1. DEFINE, REWARD, AND ALIGN CONTRIBUTIONS
A never-ending issue with performance management is that tasks, such as appraisals, are done blind to business needs.
It’s rare for organizations to cascade their goals. By which I mean business targets are aligned to the targets of the department, which are aligned to the targets of the individual.
This process enables employees to understand their performance rewards, because they have a clear knowledge of what the organization is aiming to achieve, and how their work affects it. It ensures performance targets are effective in terms of both employee and business growth. When goals don’t cascade, we see a breakdown in employee engagement. This was highlighted in a Willis Towers Watson report on modernizing the employee value proposition.
Based on two surveys that collected opinions from over 2,000 employers and 31,000 employees, nearly half (45%) of employees complained there was no clear link between their work performance and pay. It’s therefore unsurprising that a similar number (50%) reported that their organization did a poor job of explaining the performance management process.
So how can we set these cascading goals effectively? It goes beyond simply emailing the company goals to all staff on a regular basis.
Talent management programs should enable employees to view the connections between their own goals, team goals, and the corporate strategy.
Line managers should receive effective training on how to execute their performance management responsibilities, including a clear understanding of these cascading goals, and the need to deliver prompt, constructive feedback.
2. SUPPORT CONTINUOUS FEEDBACK
Another issue with many performance management programs is that they restrict feedback to specified times, such as an end-of-year review.

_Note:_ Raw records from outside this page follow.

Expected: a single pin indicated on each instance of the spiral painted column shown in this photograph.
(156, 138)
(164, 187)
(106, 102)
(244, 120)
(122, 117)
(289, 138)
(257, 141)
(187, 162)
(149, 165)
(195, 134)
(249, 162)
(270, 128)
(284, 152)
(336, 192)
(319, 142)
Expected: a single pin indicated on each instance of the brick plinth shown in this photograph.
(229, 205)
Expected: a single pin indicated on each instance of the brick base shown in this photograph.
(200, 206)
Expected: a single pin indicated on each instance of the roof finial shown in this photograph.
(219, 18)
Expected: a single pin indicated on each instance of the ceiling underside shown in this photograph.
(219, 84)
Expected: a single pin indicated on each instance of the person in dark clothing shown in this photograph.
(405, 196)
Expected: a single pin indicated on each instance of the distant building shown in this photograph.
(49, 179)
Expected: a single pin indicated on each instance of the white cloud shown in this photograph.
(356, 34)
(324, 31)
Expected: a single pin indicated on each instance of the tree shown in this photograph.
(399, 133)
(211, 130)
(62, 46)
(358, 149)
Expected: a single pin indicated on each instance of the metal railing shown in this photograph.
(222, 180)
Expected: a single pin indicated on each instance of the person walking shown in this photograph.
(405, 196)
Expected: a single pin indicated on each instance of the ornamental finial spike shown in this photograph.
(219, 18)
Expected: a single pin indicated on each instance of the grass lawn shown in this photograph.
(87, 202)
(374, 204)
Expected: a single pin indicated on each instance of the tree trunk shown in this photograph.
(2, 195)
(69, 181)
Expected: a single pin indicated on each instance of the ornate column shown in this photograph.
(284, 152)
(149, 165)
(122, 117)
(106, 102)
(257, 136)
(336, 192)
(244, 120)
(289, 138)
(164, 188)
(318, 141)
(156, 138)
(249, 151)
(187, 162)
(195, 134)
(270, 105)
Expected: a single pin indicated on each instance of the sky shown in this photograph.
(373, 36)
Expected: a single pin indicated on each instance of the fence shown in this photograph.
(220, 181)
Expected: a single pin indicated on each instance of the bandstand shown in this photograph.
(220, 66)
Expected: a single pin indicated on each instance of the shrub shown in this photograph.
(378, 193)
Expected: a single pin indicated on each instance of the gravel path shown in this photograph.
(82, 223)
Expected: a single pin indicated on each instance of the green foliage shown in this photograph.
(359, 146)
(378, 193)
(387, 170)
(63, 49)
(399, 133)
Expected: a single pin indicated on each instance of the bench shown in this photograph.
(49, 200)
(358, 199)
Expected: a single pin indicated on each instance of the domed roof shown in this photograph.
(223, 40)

Yet the world is fast-paced. Projects frequently end in months, rather than years, making ongoing feedback paramount. It shouldn’t be restricted by a performance cycle. A continuous feedback system is far more likely to create engaged employees, which feeds right into business success.

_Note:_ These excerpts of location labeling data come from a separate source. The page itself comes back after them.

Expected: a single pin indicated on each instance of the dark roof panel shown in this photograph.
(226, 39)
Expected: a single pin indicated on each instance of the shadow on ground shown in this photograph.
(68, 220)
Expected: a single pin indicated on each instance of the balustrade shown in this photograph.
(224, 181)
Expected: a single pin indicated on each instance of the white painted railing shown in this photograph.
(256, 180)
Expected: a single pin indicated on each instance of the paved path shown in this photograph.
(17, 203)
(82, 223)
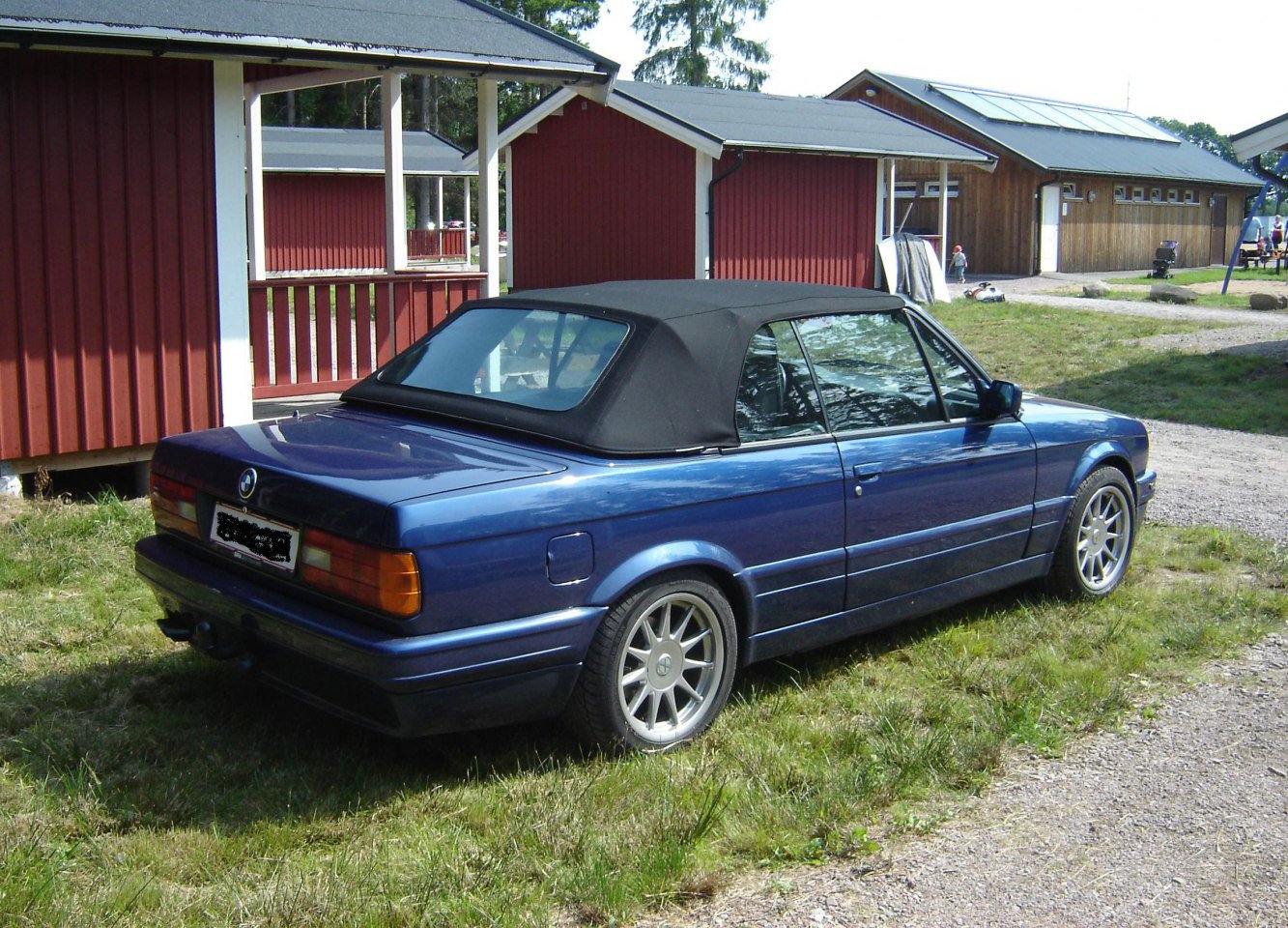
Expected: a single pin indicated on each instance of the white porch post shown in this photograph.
(943, 217)
(878, 222)
(231, 226)
(252, 157)
(490, 188)
(469, 223)
(395, 189)
(890, 195)
(702, 168)
(509, 217)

At this point, I imagine alarm bells are ringing in terms of time management. It’s the obvious reason why this type of feedback system isn’t more common.
One multinational professional services company estimates that just their traditional performance management process eats up two million hours of manager time per year. So, what would that figure be like if there was even more feedback?
Yes, it sounds a lot. But is this really the case? In the Willis Towers Watson 2016 Global Talent Management and Rewards and Global Workforce Studies, 53% of managers reported spending far less time on employee performance management than the “two million” figure may imply– just four hours or less per employee per year.
The fear that more feedback means more paperwork is real though, even if it does deliver more engaged and driven employees.
So, how can we offer more feedback without creating more work? This is where new technologies come in. Blockchain technologies, in particular, allow companies to build a system that allows real-time feedback, assessment of performance, as well as compensation decisions. Imagine a mobile platform, for example, that facilitates continuous feedback.
Coupled with cascading goals, this type of system could rapidly build a high performance, non-judgmental culture that drives the desired behaviors.
3. ENGAGE IN FUTURE-FOCUSED DEVELOPMENT Technology isn’t just solving problems, though. Its rapid rise is also creating new challenges, particularly when it comes to how we work.
The traditional idea of a full-time job for life is under threat. Technological advancement is changing how we get work done and allowing organizations to deconstruct and disperse work across the world. Offices are becoming increasingly virtual.
This means employers need to adapt their approach to career management to foster employee attraction, retention, and engagement. In the Willis Towers Watson studies I mentioned, employers who provided good career planning tools and resources had 60% of their employees highly engaged.
Business success is therefore pinned on offering a performance management system with a robust career development program that supports talent growth.
The Middle East is one region having particular problems here. In 2016, one fifth (21%) of workers surveyed in the region said they received no career development discussion with their line manager in the past year. This compares with 11% globally.
So, how can we build a future-focused development program? It’s vital that career planning discussions take place, so let’s start here.
Ensure all managers understand this role, even in parts of the company where opportunities don’t necessarily come frequently. After all, employees don’t have to move laterally. There are non-traditional advancement opportunities, such as special assignments or secondments.
It’s also vital to take the time to deconstruct jobs and build them back into tasks, which allows more control over the changing nature of work. By knowing what is likely to become automated, for example, managers can help employees look at roles that will offer stability and growth in the future.
Finally, invest in technologies to support such an approach including employee portals. These can provide employees with easy access to career management tools and resources.
Three micro-processes, one big difference
The debate about how performance management can drive business success has been going for as long as I can remember. But I can’t recall a time when change was more possible than it is right now. By deconstructing that traditional view of how to manage employee performance, I hope I’ve shown that it’s both possible- and necessary.